The people who run wildlife departments in the various states occasionally have to let the public know that they’re on the job. A case in point is Pennsylvania Game Commission executive director Carl G. Roe who recently sent a missive advising motorists to slow down after sundown and before sunrise to reduce their risk of striking a deer.
I do believe that most motorists already know that — particularly when you live (as I do) in a very rural part of a state. The residents in my home area, Charles County, Md., are so cognizant of the presence of large numbers of whitetailed deer that some of them are beginning to give them nicknames.

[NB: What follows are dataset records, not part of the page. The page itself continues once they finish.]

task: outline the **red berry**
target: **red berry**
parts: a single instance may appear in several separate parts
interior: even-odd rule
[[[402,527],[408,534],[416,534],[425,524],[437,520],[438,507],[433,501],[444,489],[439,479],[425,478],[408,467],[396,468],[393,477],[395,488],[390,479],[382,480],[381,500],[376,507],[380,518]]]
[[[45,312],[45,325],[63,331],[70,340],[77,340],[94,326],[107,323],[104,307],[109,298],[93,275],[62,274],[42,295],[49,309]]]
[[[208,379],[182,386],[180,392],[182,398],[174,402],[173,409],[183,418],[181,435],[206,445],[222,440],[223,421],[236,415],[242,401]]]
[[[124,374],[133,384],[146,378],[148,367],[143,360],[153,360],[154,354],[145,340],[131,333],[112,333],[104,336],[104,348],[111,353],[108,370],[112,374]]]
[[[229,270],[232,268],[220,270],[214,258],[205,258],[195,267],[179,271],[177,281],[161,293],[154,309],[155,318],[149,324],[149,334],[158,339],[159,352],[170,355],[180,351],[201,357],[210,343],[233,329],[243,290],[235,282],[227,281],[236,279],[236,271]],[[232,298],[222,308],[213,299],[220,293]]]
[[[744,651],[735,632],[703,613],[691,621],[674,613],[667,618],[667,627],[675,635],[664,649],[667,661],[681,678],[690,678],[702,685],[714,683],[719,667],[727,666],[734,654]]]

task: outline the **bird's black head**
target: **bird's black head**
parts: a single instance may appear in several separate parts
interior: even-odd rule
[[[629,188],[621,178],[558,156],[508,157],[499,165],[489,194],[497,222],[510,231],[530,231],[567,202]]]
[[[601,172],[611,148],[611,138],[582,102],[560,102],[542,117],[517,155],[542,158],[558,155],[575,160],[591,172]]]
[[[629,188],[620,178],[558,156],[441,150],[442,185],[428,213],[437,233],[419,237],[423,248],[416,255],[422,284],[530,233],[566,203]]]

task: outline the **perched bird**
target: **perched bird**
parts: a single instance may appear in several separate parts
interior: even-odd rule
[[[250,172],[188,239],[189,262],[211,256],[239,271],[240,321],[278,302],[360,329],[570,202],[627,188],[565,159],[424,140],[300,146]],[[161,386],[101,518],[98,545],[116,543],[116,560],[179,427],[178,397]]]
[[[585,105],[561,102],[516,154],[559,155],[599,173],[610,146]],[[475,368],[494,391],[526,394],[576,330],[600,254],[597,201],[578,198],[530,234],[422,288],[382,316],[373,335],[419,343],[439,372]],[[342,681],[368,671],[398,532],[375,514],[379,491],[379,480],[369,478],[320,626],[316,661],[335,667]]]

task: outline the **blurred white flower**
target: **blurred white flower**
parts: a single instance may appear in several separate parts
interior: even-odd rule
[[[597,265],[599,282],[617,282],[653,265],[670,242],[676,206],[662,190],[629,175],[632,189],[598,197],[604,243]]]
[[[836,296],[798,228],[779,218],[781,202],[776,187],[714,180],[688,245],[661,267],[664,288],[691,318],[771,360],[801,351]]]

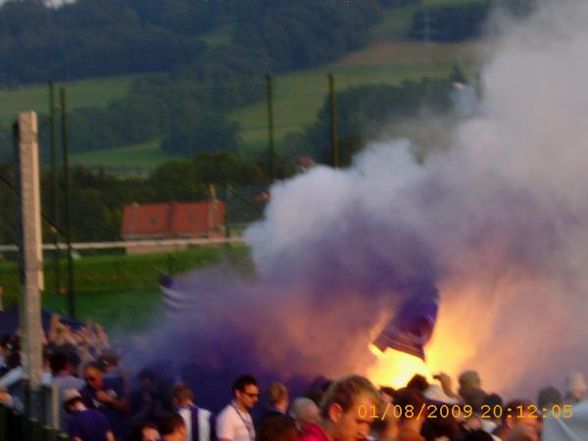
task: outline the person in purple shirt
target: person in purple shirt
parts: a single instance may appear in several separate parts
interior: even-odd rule
[[[63,407],[71,415],[67,433],[73,441],[114,441],[106,417],[97,410],[88,409],[77,390],[64,392]]]
[[[127,424],[129,403],[121,378],[106,378],[97,363],[84,366],[86,386],[80,390],[86,407],[101,412],[112,427],[116,439],[122,439]]]

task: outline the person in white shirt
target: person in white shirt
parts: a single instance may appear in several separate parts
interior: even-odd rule
[[[233,401],[218,415],[218,441],[255,441],[255,427],[249,413],[259,400],[259,385],[251,375],[241,375],[233,384]]]
[[[183,418],[188,431],[188,441],[210,441],[216,439],[212,413],[194,404],[194,393],[185,383],[178,383],[172,391],[172,404]]]

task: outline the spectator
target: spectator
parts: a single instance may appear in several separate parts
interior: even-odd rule
[[[424,393],[429,388],[429,382],[420,374],[415,374],[406,385],[406,389],[416,389]]]
[[[568,404],[577,404],[586,398],[588,385],[581,372],[574,371],[566,378],[566,394],[564,401]]]
[[[297,441],[298,431],[292,418],[273,415],[260,425],[256,441]]]
[[[216,439],[212,413],[194,404],[194,393],[187,384],[178,383],[172,392],[172,404],[184,419],[188,441],[210,441]]]
[[[370,409],[379,404],[378,391],[367,378],[351,375],[335,381],[321,403],[319,423],[308,424],[300,441],[366,439],[372,423]]]
[[[518,426],[528,426],[537,433],[539,421],[535,406],[528,401],[513,400],[506,405],[506,408],[511,409],[511,412],[503,416],[502,424],[492,432],[493,435],[506,441],[510,433]]]
[[[186,441],[188,431],[184,419],[177,413],[165,415],[159,422],[162,441]]]
[[[161,437],[154,423],[142,423],[133,427],[127,441],[161,441]]]
[[[63,407],[71,415],[67,433],[73,441],[114,441],[110,424],[100,412],[88,409],[75,389],[64,392]]]
[[[390,386],[380,386],[380,399],[385,404],[394,404],[394,394],[396,391]]]
[[[104,372],[105,378],[123,380],[123,374],[118,365],[118,355],[114,352],[108,351],[100,354],[96,359],[96,363],[98,363],[100,369]]]
[[[162,391],[161,380],[152,370],[144,369],[137,375],[139,390],[133,392],[130,398],[130,408],[133,424],[159,419],[172,411],[171,403]]]
[[[267,390],[267,400],[269,408],[261,418],[260,425],[268,418],[286,415],[288,410],[288,389],[282,383],[272,383]]]
[[[480,380],[478,372],[465,371],[459,376],[458,381],[459,389],[457,392],[464,403],[471,404],[472,401],[481,403],[483,398],[480,399],[480,396],[484,394],[484,391],[482,390],[482,380]]]
[[[423,392],[423,396],[428,402],[439,404],[458,404],[459,399],[454,396],[447,395],[443,388],[438,384],[430,384],[427,390]]]
[[[453,383],[451,380],[451,377],[449,375],[447,375],[445,372],[439,372],[435,375],[433,375],[433,378],[435,380],[438,380],[440,385],[441,385],[441,389],[443,391],[443,395],[445,397],[447,397],[446,400],[444,400],[447,403],[458,403],[460,402],[460,396],[453,391]],[[433,388],[435,389],[435,388]],[[437,392],[434,390],[431,390],[431,387],[429,387],[428,389],[429,393],[433,393],[436,394]],[[425,393],[425,397],[427,396],[427,393]]]
[[[487,406],[487,409],[489,410],[489,412],[485,414],[487,418],[482,419],[482,429],[485,432],[492,433],[500,425],[500,418],[496,418],[495,416],[504,414],[502,404],[502,398],[500,398],[500,395],[498,394],[487,395],[484,399],[482,406]],[[484,407],[484,409],[486,409],[486,407]]]
[[[421,435],[427,441],[457,439],[461,431],[456,419],[451,414],[446,417],[441,417],[441,415],[436,416],[438,416],[438,418],[426,419],[424,421]]]
[[[400,427],[398,419],[391,412],[391,404],[382,402],[377,418],[372,422],[372,437],[377,441],[397,441]]]
[[[394,404],[402,409],[399,419],[399,441],[425,441],[421,429],[426,415],[426,402],[423,394],[415,389],[400,389],[394,397]],[[421,412],[421,409],[425,411]]]
[[[532,427],[521,425],[508,434],[506,441],[539,441],[539,437]]]
[[[312,382],[310,389],[304,396],[314,401],[317,406],[320,406],[331,384],[333,384],[333,380],[320,376]]]
[[[290,409],[290,416],[294,418],[298,430],[302,430],[307,424],[316,424],[319,421],[319,407],[310,398],[296,398]]]
[[[122,383],[117,379],[104,378],[100,366],[94,362],[84,366],[84,379],[86,386],[81,390],[84,404],[89,409],[102,412],[108,419],[116,439],[121,439],[129,411]]]
[[[556,404],[562,404],[561,392],[553,386],[548,386],[539,391],[537,395],[537,407],[550,410]]]
[[[84,387],[84,380],[74,377],[71,373],[71,366],[68,363],[67,355],[63,352],[55,352],[49,357],[49,365],[53,373],[53,393],[58,394],[59,402],[63,402],[65,391],[74,389],[80,390]],[[59,428],[65,431],[68,427],[69,414],[59,413]]]
[[[251,375],[242,375],[233,384],[233,401],[218,415],[219,441],[253,441],[255,427],[249,413],[259,400],[259,386]]]
[[[0,390],[4,401],[18,411],[24,408],[22,402],[24,369],[21,365],[21,351],[17,338],[11,338],[8,343],[6,358],[6,373],[0,378]]]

One neighbor who is a farmer with soy bean fields that draw deer like a magnet, recently saw a large doe lying by the side of the road, struck and killed by an automobile. “Oh, no,” he said. “That’s Henrietta. She’s been bringing her fawns by the house to show ’em off for the past 4 years. I gave her the name because I kind of recognize her above all the others I see almost every day.”
A good friend, Bob Rice, who lives in St. Mary’s County, Md., has an entire family of deer visit his backyard and the adjacent woods, completely assured apparently that no harm will come to them. Mr. Rice, however, is a deer hunter; it’s just that he won’t hunt the deer that he’s come to know so well around his house.
The Pennsylvania game boss, Mr. Roe, of course is totally correct when advising drivers to watch out for the split-hooved ruminants that are as smart as rocket scientists one moment and dumb as dirt the next. Perhaps the dumb part is uncalled for, but the sad fact of the matter is that deer never learn to judge how quickly a metal-clad machine can cover a given distance. Besides, why is it that so many deer wait until a car or truck is nearly upon them before deciding to cross the road?
In 1998, while living in a secluded part of the county within sight of the tidal Potomac River, I spotted a small herd of deer running across a barren field toward the paved lane I was driving on. I stopped completely and waited for them to cross the road. All of them did — except one.
While I sat perfectly still, engine idling, one of the deer changed direction and ran smack into the side of my pickup truck. Let me repeat, I was sitting still, not moving. The collision put a huge dent into the right door of the truck and now it lay spread out on the street. Being a hunter and a connoisseur of venison I jumped from the vehicle, reached into a large tool box in the back where I kept a good, sharp hunting knife and bent over to field-dress the deer and make good use of meat. (Yes, I was going to get in touch with the State Police or the Natural Resources cops to report all this.)
When my hand grabbed a handful of skin to begin the field-dressing process, the deer arose with a loud snort and it nearly jumped into my face, then ran off into the nearby woods without missing a beat. It apparently had knocked itself out temporarily — and I nearly suffered a coronary.
The Game Commission head also mentioned one thing that all drivers must truly pay attention to. It’s the occasion when a motorist observes several deer cross a road and the driver has to make a decision: have they all crossed or are more coming along a hundred yards behind the others? Put your money on the latter. More deer are struck by motorists who slowed down or even stopped as they watched the animals cross a highway; then stepped on the accelerator to continue and — Bingo! — along came two or three that had lagged behind. Remember, deer are social animals that most of the time like being with their own kind. The lone exception is the rutting male deer. He doesn’t like anybody except a comely female and when he’s done mating, he’ll disappear again to be alone.
On that subject, remember that the mating season will arrive later next month or in November, depending on temperature and moon cycles. When it happens, watch out because if a buck picks up the scent of a doe in estrus (willing to mate), he’ll put his nose to the ground and cross an 8-lane Interstate highway if he has to just to be with the opposite sex.
“The personal tragedies and property losses that are caused by deer-vehicle collisions touch the lives of Pennsylvanians statewide,” Mr. Roe said.
He may as well also have added every state on the East Coast, in the Mid-West, West and South — there are so many deer these days.